Pochi al mondo hanno la distanza di Marcelo.
La sua solitudine, nessuno.
Ha la distanza della sua terra,
parla di vastità e di silenzi.
Solitario e lontano
balla, nel suo livello abissale.
Chiuso come la tenebra, lui
oscuramente conduce,
ma Sabrina danza come la luce
che rischiara
la fantastica notte.

Sabrina Amato e Marcelo Alvarez

Il tango è tutti i modi del guidare e
seguire, in persona.
Tu balla senza imporre.
Offri la tua variabile forma:
adeguarsi senza cedere
è specie della forza

Maria Filali e Gianpiero Galdi

Balli come vivi. Perché apprendi
da chiunque, perché commetti errori e devi
crescere. Ma balli
anche perché
sei capace di tener testa al diavolo.
E mentre vai ti si affacciano figure di tango
come parole di corpo, ci lavori finché sei
stanco morto.

Lorena Tarantino e Giovanni Cocomero

Esegui una figura.
Un passo - s'alza vento sul mare.
Il corpo della danza è vento elementare.

Altro passo,
ogni passo un quarto di luna,
sull'onda della fortuna

Natalia Cristofaro con Pablo Calvelli

Tango è meditazione in veloce sensazione,
raccogliersi e riflettere in azione,
una mente che suscita e provoca una mente,
attesa di figure di risposta,
pazienza che intesse arti d'ascolto,
orgoglio nel confronto

Yanina Quinones e Luciano Neri Piliu

30 Settembre

Premessa

Queste sono le mie originarie sette lettere sul sentire il tango argentino, che dedico a Sabrina Amato e a Marcelo Alvarez, e ai miei amici e maestri dell’associazione Gtango di Salerno. Alle prime sette lettere se ne sono aggiunte tre, di tono del tutto diverso, suggerite dall’aver vissuto un po’ di più il tango e la vita, di cui due occasionate dall’incontro con un’altra autrice tanguera, cui sono rivolte.

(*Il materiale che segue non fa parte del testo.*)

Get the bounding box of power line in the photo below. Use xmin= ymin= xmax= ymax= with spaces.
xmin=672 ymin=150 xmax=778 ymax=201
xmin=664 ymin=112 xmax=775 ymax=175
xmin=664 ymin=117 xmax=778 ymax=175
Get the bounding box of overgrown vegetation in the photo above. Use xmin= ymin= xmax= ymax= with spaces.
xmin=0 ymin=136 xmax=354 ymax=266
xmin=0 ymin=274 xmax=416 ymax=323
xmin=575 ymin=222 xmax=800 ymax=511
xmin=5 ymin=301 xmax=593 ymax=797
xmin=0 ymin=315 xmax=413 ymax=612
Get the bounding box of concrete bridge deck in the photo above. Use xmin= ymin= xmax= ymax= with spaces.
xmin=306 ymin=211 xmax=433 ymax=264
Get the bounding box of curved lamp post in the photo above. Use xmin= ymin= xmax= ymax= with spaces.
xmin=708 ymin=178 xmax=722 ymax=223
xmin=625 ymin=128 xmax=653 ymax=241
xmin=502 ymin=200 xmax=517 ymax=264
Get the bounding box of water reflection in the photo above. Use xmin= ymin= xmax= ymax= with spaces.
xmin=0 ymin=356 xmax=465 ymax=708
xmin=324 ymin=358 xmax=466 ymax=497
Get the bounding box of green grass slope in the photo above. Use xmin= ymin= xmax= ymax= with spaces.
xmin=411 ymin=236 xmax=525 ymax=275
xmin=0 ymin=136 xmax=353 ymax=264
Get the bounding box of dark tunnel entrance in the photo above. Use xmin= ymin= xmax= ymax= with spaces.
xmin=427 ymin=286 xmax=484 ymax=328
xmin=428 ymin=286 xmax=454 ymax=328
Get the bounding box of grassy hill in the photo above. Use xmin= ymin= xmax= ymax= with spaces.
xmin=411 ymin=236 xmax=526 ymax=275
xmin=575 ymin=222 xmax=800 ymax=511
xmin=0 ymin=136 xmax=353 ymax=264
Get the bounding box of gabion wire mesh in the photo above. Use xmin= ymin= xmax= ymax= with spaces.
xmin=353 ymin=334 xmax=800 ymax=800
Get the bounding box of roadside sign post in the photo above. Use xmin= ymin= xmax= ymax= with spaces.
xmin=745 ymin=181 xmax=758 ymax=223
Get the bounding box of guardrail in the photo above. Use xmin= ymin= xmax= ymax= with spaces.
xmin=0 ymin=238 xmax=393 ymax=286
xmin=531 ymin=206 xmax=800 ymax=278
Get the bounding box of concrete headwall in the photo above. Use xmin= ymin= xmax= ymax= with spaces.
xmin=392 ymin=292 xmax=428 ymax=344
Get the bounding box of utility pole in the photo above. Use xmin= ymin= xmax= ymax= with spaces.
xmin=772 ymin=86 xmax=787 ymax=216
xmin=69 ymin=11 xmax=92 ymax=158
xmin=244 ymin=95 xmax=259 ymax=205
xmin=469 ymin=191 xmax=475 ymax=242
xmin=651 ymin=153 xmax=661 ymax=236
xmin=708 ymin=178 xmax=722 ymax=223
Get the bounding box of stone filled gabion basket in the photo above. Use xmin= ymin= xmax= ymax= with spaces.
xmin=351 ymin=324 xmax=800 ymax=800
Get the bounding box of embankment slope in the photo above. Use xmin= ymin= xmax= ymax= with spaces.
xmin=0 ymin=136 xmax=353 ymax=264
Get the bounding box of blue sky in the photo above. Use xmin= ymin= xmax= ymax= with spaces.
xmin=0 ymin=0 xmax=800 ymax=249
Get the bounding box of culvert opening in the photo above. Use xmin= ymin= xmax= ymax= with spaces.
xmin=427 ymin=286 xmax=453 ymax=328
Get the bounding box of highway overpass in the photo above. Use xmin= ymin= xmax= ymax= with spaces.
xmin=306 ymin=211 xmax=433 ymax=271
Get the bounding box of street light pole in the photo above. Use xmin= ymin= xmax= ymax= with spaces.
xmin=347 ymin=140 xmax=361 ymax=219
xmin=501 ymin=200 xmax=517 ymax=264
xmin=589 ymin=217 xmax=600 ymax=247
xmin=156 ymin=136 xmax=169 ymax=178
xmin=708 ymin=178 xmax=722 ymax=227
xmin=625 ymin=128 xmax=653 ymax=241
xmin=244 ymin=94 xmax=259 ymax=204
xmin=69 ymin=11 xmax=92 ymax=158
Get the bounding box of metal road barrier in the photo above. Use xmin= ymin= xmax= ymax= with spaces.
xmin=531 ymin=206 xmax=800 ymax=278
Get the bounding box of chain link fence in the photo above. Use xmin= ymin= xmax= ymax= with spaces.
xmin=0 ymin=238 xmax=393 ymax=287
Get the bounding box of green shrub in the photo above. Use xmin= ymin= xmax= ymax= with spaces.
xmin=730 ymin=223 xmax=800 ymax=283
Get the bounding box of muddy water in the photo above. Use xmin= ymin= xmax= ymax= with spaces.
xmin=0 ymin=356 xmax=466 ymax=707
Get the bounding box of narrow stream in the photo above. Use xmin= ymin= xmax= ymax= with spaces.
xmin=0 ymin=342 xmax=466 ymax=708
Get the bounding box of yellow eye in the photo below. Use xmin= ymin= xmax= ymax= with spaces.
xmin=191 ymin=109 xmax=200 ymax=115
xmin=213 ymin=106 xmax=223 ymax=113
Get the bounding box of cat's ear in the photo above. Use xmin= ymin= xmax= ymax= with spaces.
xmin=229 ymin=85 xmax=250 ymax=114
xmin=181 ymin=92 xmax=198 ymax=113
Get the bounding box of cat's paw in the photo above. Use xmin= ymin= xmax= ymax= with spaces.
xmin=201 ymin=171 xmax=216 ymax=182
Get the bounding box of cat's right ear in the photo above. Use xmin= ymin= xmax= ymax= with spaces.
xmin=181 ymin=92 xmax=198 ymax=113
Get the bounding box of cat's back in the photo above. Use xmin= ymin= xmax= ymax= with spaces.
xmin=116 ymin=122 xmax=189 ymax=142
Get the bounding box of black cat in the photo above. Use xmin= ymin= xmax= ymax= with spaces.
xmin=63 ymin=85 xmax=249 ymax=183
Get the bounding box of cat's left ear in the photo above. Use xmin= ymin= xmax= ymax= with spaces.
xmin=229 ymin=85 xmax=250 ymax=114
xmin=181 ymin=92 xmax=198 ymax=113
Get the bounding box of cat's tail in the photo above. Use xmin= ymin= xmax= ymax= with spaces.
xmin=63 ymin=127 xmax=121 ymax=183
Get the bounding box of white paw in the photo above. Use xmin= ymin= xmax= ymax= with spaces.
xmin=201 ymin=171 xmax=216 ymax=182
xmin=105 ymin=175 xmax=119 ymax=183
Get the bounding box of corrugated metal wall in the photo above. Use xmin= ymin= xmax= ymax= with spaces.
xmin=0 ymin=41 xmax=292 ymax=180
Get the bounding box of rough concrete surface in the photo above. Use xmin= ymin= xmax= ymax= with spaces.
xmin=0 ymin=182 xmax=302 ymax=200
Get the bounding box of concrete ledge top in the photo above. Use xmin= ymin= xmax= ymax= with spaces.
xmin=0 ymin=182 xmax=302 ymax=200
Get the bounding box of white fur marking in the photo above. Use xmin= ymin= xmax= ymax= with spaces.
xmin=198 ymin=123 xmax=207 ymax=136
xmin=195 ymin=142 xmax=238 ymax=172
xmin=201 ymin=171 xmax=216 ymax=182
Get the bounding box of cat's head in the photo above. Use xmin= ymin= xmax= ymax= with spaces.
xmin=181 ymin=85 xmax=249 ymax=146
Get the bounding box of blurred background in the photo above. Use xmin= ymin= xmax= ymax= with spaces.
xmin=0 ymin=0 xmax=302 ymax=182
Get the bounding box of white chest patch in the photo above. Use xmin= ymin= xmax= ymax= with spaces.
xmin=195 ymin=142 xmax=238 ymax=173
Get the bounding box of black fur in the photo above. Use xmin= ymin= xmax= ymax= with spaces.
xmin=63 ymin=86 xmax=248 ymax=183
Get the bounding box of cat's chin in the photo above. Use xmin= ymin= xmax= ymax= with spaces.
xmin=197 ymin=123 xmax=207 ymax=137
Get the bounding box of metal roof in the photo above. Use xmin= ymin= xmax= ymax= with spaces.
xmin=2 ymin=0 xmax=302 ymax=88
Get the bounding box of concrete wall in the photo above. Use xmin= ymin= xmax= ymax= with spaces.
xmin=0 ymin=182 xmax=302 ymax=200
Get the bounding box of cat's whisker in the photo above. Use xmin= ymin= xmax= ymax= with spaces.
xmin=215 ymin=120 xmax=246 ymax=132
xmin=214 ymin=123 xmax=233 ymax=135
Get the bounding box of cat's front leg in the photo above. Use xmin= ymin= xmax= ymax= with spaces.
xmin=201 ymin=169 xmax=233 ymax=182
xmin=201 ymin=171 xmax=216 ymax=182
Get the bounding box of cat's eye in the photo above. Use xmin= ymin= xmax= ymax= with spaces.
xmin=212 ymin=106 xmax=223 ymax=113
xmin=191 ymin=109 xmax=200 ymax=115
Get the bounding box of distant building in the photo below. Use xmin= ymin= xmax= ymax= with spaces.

Ho scritto ovunque: andando di notte a Napoli alle milonghe, in una mattinata di sole invernale nel Parque Natural di Buenos Aires, sull’Oceano, oltre Puerto Madero, e infine nelle notti tra Natale e Capodanno 2010, nella mia casa.

Vorrei che ognuna di quelle mie dieci lettere e una poesia fosse come un giro di tango: improvvisata, intensa, intima. E certamente quando nacquero – era il luglio del 2006 – erano improvvisate, poi le ho riscritte di continuo, o rifatte, e ancora tormentate, fino a oggi.

Ma soprattutto: niente retorica.

A tutti i tangueri che conosco e non conosco, e perfino ai falsi maestri, perché, in qualsiasi modo, mi hanno insegnato qualcosa del tango argentino. Alla genuina simpatia di Pedro Bonavente, al secolo el Indio. Ai ragazzi in carriera di tango, che ho seguito con attenzione e affetto quasi dai primi passi, come Virginia e Gianpiero, ma anche ai simpatici e bravi Anabella e Mario, alla mancata cena a Buenos Aires, agli amici Mercedes e Rogelio, augurando loro fortuna. All’ospitalità e all’accoglienza degli amici gestori di milonga, ai capiscuola e ai maestri seri, nel napoletano e altrove; ai maestriragazzi del DNI di Buenos Aires, bravi e spesso affettuosi come sanno i sudamericani; agli amici di buon senso, persone d’equilibrio e bravi ballerini, come Dina e Donato, Paola e Leonardo, Veronica e Salvatore. Alla città di Buenos Aires, con immenso affetto, rispetto e nostalgia. A ogni donna che mi ha abbracciato, ascoltandomi con attenzione, dicendomi qualcosa di sé senza parlare. Anche a chi mi ha rifiutato: fa parte del gioco, è come la vita. È il tango.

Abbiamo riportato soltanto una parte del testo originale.